それでも、アップルファンはついてきてくれるという自信があるのだろうな。
「Siri」を使って、音声でメッセージを送ったり、ニュースやスポーツ、天気、ポッドキャストなどを聞くことも可能とのことだが、おそらく基本はiPhoneの「Siri」で出来ることがベースになる筈だ。
「HomePod」の設定は、iPhone 5s以降やiPad Pro、iPad Air以降のiPad(iOS 11.2.5以降)を利用して行うようで、Android端末やWindows端末からは使えないみたいだ。
この辺からも、「HomePod」は、家の中のデバイスをアップルで統一しているコアなアップルファンをターゲットにしていることが分かる。
鍵となる「Siri」に関しては、音声認識エンジンの先駆けではあるが、あまりその先行者利益をうまく活かせたとは言えず、正直、技術的にはGoogleアシスタントに抜かれた印象が強い。
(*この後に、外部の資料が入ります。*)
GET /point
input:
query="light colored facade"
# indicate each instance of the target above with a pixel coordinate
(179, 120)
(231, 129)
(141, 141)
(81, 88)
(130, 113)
日本語版「Siri」の開始が遅れた理由としても、日本語の特殊性もあるだろうが、Siriサーバを日本全国のiPhone、iPadで利用できるよう整備するのに、時間もお金もかかったため、という話も聞く。
実際、アップルにとっては、現状、Siriサーバの整備費用は、それ自身はお金を生み出さないiPhoneなどの販促費用でしかない。
それに対して、Googleアシスタントは、Android端末だけでなく、Googleのクラウドサービスと密接に結びつき、それを拡充するためのフロントエンドとして機能しているし、Amazon Alexaも、Amazonのショッピングサービスへ利益をもたらすものとして位置づけられており、スマートスピーカーという製品以外からも、利益を生み出せる強みがある。
逆に、アップルにはそれがないのが弱みとなっている。
アップルの強みというと、まずはiTuneとiTunes Storeのコンテンツ配信なので、「HomePod」も、まずは定額音楽配信の「Apple Music」の魅力を増すための音質強化が、まず重要と考えたのだろう。それが、商品の一番の特徴づけとなっているようだ。
となると、次のステップとしては、AppleTVと連携して、音声認識で動画コンテンツの検索や再生が行える機能を、追加することになるだろう。
ただ、それだけでは、AmazonもGoogleも既にやっていることであって、アップルだけの強みはあまりない。
唯一あるとしたら、ポッドキャストを「HomePod」で聴けるらしいことで、長年iTunesは、ポッドキャスト配信を手掛けてきて、現状、世界で唯一の配信サービスとなっているだけに、これが聴けるなら他のスマートスピーカーにはない強みかも知れない。
ただ、アップル自体、最近はポッドキャスト配信に力を入れているようには見えず、特に日本ではTBSラジオがポッドキャスト配信から撤退して以降、ポッドキャストへの注目度も下がっている。
逆に、ポッドキャストをやめたTBSラジオは、その代わりに始めた「ラジオクラウド」というサービスを、Amazon Echoで聴けるスキルを既にリリースしていたりもする。
Google Play Music でポッドキャストを聴く - Google Play Music ヘルプさらには、Googleも、Google Play Musicでポッドキャスト配信の試行を始めており、これが「Google Home」からもコントロールできるようになれば、アップルの唯一と言っていい他社にない機能も、すぐに追いつかれてしまうかもしれない。
そう考えると、「HomePod」の未来は前途多難と言わざるを得ない。
それでも、アップルウォッチも喜んでで買うような熱心なアップルファンは、買うんでしょうけどね。